The most challenging part of single parenting was being alone at night-time, once they’re in bed. You’ve done everything and there’s no-one there to share it with. I didn’t really have anyone to worry with if they were ill or something like that. I could phone friends or grandparents, but if they had a high temperature or up in the middle of the night, you know, you’re on your own.
We didn’t have any money, but I still found it easier to be at home with the girls than going out to work and finding someone else to look after them. It was different then but ‘when are you going back to work’ wasn’t in the conversation.

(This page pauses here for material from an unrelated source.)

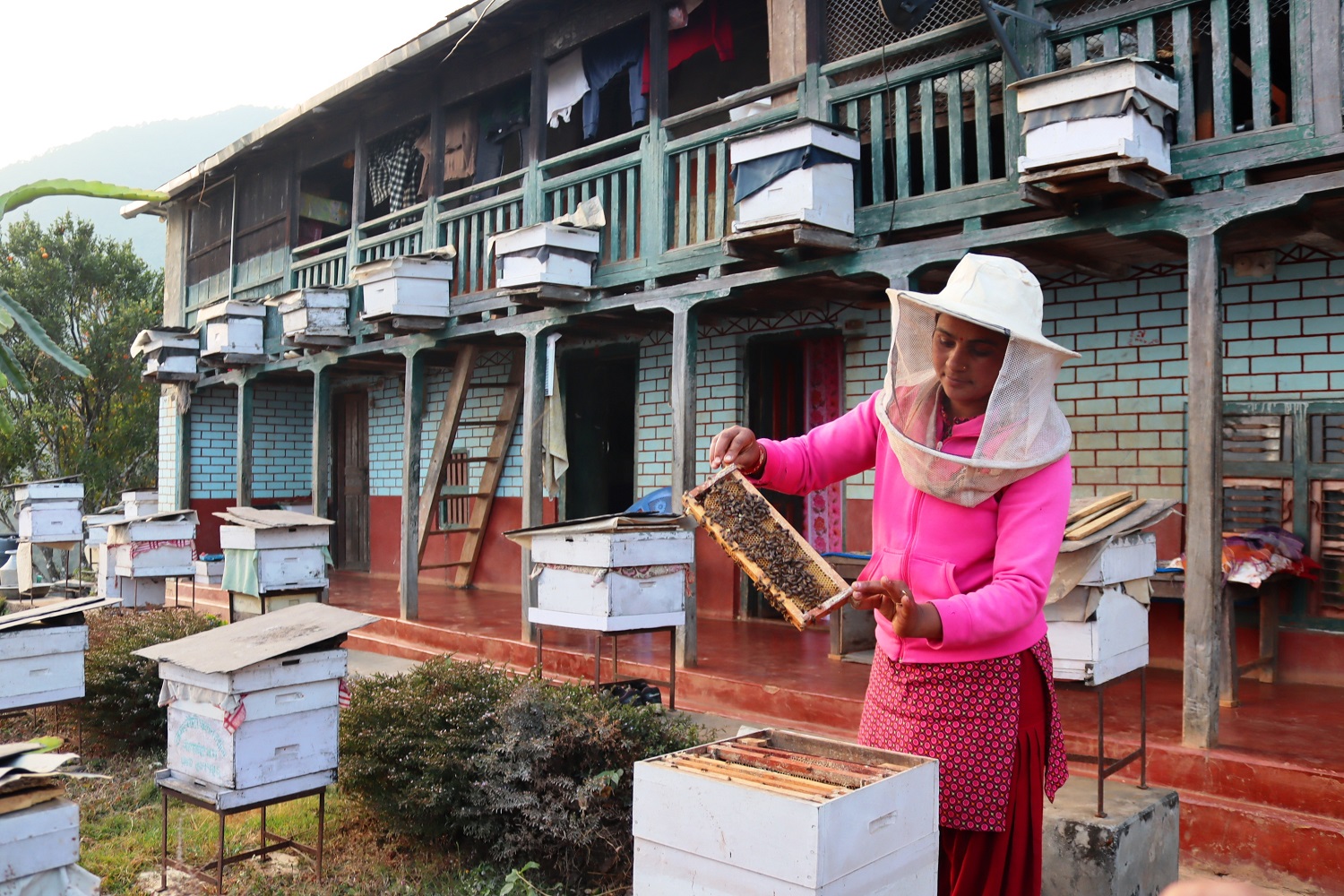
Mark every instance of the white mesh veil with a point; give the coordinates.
(1023, 430)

I never feel like I do it right. The worry never stops, when they’re little you worry about are they eating and sleeping, when they get a bit bigger it’s reading and writing, then you worry about boys, clubs, it’s all a big worry all of the time and you never really know if you’ve done it properly or not.
I want them (daughters) to always have someone to talk to, I’ve always picked my battles with them, so they know I’m serious when I really don’t want them to do something. They can tell me anything, life is stressful for young people now, with phones and social media. It’s not as simple as taking the phone away that would cause more stress. Home should be a safe haven.